Our setup-currently still very much under development-uses a 1064 nm, 1W output Nd:YAG laser, giving a power of about 200 mW out of the objective. We use an Olympus IX-71 microscope with a 100x oil immersion objective having a numerical aperture of 1.3 (the corresponding cone angle is 118°). As test objects, we have used e.g. baking yeast cells, having a diameter of 5-6 µm. In this case it is hard to estimate the difference of its refractive index from that of the surrounding medium (water), but it’s probably not too large, as the cell’s refraction is mostly dominated by water, too. Nevertheless, we were able to estimate, by the viscous parameters of the medium and the maximum speed with which the trapped cell could be moved, that the trapping force imposed on the cell was about 10 pN.
Of course, in this context the method is primarily just a tool. For which scientific problems could it be used? There are many possibilities, but currently we are most interested in measuring the spectra of trapped bioobjects, i.e. combining trapping with spectroscopy. When using neutral trapping wavelengths (i.e. those that are not absorbed by the sample), we could fix the sample in space with minimal influence of surroundings, compared to other fixing methods. It would be most interesting if one could trap single molecules this way, and we believe that some large biomolecules should actually enable it.
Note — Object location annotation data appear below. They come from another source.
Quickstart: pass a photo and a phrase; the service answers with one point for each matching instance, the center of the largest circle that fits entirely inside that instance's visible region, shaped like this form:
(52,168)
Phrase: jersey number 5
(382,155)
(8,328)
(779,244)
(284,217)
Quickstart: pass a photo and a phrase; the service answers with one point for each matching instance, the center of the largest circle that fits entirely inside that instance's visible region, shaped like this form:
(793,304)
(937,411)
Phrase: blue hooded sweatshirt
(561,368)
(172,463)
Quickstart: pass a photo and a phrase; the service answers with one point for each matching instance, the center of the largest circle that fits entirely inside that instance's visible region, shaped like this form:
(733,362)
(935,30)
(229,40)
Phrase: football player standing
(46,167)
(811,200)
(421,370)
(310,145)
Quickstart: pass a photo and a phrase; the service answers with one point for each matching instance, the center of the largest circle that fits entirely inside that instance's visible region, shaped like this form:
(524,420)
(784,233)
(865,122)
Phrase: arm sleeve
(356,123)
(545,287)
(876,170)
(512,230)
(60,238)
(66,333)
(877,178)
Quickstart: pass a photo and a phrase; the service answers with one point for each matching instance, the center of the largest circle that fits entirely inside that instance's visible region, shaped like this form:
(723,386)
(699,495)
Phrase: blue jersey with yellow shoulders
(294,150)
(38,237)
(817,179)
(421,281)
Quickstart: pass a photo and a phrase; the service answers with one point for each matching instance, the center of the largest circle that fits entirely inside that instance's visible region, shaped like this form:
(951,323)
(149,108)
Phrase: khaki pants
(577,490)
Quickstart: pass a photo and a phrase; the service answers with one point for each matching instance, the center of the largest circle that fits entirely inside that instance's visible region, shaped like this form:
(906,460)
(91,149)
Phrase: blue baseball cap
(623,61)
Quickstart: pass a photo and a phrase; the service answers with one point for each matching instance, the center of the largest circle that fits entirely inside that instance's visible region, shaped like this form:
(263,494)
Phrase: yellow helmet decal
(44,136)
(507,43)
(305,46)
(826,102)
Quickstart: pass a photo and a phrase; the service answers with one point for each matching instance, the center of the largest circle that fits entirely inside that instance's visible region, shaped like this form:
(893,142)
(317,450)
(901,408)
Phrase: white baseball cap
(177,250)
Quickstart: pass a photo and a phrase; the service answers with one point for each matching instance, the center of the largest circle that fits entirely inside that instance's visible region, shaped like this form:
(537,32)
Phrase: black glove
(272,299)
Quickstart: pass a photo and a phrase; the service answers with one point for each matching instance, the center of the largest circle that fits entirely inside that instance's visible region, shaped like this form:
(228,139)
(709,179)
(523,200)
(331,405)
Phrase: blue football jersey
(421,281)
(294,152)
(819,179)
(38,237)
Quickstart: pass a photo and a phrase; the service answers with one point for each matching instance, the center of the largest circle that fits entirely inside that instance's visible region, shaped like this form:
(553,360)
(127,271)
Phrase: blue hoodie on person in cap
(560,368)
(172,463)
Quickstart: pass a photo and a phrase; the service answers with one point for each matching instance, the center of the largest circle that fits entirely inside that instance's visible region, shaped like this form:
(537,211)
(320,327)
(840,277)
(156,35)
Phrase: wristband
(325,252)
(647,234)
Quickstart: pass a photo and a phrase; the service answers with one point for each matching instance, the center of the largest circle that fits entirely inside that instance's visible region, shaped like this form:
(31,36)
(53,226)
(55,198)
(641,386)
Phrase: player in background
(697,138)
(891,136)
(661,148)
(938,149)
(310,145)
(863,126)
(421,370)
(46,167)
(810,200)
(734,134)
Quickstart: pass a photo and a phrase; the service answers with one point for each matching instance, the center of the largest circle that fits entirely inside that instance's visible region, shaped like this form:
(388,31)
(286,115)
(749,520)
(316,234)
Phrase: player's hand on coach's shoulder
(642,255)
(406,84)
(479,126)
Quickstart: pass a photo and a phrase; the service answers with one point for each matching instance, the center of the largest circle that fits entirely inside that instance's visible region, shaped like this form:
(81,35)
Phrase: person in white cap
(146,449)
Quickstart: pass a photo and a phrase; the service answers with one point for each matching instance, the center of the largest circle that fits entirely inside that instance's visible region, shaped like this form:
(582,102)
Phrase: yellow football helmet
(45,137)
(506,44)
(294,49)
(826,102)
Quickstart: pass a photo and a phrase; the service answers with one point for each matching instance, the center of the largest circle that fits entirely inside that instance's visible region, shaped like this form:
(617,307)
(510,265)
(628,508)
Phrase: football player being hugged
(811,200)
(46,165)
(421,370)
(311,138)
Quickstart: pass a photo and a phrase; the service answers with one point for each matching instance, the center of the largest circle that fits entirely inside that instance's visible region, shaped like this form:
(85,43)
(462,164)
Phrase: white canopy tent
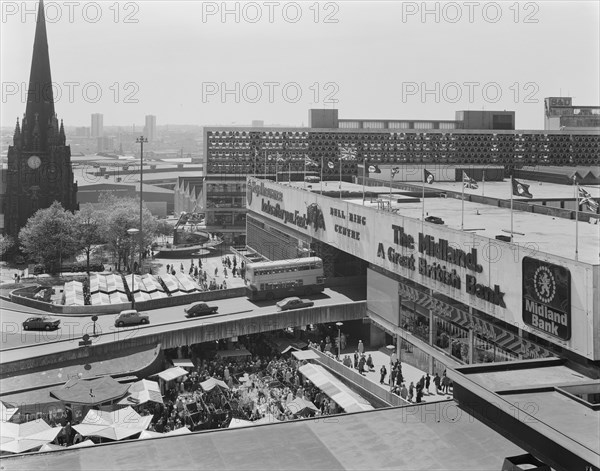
(114,425)
(17,438)
(305,355)
(151,434)
(172,373)
(6,412)
(141,392)
(210,383)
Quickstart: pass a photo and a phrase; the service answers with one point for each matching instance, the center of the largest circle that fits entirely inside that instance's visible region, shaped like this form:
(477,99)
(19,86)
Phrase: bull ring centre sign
(442,250)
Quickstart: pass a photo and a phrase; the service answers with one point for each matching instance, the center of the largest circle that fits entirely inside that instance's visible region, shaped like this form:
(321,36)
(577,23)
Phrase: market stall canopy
(236,423)
(6,412)
(151,434)
(184,363)
(114,425)
(90,391)
(242,352)
(82,444)
(17,438)
(334,388)
(171,373)
(305,355)
(301,407)
(210,383)
(141,392)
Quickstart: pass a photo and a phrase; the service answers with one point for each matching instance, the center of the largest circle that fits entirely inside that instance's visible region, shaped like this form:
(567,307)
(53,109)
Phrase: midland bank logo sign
(547,297)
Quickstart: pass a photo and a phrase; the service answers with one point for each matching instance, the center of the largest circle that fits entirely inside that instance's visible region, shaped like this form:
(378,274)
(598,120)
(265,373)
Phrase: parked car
(131,317)
(200,309)
(41,323)
(294,303)
(434,220)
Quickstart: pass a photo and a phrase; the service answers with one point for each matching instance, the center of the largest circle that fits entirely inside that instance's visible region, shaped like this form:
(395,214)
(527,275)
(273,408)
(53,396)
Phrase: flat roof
(553,235)
(428,436)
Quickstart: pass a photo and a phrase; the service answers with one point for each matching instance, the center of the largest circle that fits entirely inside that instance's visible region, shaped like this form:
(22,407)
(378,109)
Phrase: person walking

The passage of two rays, belonging to edges of the light cone coming out of the microscope objective, through a sphere with a higher refractive index compared to the surrounding environment. The center of the sphere is currently below the objective focus. Red and green arrows indicate the direction towards which the sphere is pushed by the momentum change of the photons in the ray marked with corresponding color. Black arrow indicates the direction of total momentum delivered to the sphere by photons.